Sri Paus Fransiskus pernah mengkritik, seorang gembala janganlah terlihat seperti orang yang pulang dari pemakaman, gembala yang berwajah sedih dan penuh rasa kedukaan, gembala seharusnya menyampaikan kabar gembira.
Gereja Katolik semestinya menjadi rumah sakit di medan perang.
Gereja Katolik bukan menjadi rumah untuk orang yang sempurna saja, melainkan bagi siapa saja yang ingin mencari Tuhan.
Gereja Katolik seharusnya didedikasikan bagi orang miskin, yang terluka, lemah dan tersingkir. Pesan pastoral Sri Paus Fransiskus itu sungguh kuat dan mendalam bagi Gereja Katolik.
Menurut Sri Paus Fransiskus, gembala juga jangan terlalu sibuk mengurusi perkara administratif gerejani.

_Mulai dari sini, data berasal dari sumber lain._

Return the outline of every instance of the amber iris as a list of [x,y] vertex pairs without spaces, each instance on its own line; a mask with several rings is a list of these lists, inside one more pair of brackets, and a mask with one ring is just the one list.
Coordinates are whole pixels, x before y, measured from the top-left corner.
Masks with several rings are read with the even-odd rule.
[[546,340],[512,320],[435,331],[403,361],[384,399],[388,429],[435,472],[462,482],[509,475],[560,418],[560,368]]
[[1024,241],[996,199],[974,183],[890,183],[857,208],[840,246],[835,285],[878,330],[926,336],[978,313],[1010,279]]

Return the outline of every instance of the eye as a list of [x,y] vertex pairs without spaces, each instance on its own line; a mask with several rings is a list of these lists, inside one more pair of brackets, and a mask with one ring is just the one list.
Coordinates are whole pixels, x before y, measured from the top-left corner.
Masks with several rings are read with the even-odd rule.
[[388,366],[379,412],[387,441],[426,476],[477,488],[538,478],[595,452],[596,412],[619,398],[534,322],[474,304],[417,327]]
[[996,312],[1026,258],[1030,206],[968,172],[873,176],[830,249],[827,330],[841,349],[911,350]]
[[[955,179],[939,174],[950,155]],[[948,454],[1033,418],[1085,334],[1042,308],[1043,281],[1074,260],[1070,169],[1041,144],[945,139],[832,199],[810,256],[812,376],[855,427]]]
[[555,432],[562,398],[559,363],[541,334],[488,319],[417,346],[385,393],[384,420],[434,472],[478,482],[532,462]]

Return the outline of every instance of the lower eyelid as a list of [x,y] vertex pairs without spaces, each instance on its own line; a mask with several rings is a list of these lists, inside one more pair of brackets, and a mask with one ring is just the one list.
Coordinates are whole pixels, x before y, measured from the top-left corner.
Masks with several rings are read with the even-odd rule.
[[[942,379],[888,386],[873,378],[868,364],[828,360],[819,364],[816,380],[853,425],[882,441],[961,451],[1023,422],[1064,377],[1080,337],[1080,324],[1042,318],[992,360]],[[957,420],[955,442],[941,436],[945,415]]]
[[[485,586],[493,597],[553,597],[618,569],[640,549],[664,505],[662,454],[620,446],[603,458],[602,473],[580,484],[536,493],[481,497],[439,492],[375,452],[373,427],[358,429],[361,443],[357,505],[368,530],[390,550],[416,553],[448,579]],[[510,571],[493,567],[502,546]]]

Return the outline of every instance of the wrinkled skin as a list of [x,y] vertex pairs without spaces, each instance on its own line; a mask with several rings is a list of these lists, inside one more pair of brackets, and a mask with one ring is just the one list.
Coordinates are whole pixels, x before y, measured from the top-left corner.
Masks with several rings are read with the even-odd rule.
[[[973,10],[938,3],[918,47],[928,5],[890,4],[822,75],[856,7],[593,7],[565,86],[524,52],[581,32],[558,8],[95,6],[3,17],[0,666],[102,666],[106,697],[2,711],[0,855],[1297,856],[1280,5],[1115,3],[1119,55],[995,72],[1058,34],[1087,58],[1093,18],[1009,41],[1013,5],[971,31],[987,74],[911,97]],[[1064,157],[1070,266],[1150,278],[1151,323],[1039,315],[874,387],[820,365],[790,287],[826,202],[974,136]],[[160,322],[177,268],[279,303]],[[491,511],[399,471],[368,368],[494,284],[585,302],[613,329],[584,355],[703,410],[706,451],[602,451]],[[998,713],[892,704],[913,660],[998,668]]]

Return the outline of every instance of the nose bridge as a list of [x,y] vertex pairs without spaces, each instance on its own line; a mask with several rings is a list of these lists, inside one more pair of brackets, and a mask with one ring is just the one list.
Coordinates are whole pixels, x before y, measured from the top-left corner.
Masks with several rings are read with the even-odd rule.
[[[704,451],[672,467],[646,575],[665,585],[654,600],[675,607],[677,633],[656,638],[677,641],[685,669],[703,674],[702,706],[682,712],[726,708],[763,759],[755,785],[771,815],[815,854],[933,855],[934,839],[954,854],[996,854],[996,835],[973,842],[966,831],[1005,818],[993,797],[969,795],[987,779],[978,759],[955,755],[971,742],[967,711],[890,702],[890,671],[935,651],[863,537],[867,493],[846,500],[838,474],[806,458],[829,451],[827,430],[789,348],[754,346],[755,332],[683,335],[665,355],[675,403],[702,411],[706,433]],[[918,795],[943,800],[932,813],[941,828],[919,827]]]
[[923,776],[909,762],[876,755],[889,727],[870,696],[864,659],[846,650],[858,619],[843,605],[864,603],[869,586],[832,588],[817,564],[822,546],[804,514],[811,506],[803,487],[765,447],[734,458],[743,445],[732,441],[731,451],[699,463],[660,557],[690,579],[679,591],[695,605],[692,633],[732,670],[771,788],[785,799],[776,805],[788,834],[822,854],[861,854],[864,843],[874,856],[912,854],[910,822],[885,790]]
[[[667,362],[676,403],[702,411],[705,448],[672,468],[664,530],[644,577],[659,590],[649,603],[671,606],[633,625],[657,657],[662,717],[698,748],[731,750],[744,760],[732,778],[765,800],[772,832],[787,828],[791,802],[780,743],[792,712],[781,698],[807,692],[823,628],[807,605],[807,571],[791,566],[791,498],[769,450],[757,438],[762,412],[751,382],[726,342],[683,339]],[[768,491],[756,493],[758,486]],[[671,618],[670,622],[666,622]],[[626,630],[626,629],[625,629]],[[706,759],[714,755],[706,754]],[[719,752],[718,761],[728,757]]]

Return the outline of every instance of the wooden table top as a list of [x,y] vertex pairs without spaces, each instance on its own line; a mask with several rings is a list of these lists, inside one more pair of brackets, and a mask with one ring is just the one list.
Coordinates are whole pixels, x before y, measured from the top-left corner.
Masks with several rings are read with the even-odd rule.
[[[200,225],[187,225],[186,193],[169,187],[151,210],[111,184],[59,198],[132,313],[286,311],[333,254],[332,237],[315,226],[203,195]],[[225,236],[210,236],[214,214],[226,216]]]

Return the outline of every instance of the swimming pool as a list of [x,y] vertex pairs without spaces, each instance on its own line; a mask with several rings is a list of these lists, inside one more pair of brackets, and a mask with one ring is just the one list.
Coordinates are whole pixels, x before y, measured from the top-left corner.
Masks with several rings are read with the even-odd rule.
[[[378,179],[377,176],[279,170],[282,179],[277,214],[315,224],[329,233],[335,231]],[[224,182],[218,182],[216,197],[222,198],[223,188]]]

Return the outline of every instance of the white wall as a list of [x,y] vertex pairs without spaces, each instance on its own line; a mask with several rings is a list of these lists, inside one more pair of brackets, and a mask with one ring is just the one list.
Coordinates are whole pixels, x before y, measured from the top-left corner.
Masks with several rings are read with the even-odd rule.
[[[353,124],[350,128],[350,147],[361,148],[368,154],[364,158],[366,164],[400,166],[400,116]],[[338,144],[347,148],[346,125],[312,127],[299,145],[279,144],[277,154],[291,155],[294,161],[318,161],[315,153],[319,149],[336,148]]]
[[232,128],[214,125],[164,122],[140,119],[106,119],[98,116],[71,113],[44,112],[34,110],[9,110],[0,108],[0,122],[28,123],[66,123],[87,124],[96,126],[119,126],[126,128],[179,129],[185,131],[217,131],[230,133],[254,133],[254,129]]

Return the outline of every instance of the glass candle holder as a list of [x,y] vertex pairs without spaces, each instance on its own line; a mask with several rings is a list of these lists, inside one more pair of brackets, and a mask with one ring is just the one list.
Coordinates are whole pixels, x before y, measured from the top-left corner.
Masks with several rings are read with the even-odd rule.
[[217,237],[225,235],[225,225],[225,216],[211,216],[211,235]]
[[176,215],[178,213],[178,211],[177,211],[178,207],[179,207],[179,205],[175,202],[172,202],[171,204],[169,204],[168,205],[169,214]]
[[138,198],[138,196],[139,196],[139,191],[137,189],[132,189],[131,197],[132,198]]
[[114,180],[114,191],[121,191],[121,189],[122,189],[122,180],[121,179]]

Jika para pemimpin Gereja Katolik lebih sibuk dengan urusan administrasi, maka bisa jadi wajah Gereja Katolik yang dihadirkan lebih berupa Gereja Katolik yang sibuk melayani dirinya sendiri.
Sebab kemapanan dapat menyebabkan Gereja Katolik sakit secara spiritual.
Dan, gembala adalah pelayan umat Allah, gembala bukan justru melayani dirinya sendiri.
Akhirulkalam, proficiat, nderek bingah dan mohon berkat, semoga Bapa Uskup Agustinus Tri Budi Utomo semakin meneladani spiritualitas pastoral Sri Paus Fransiskus.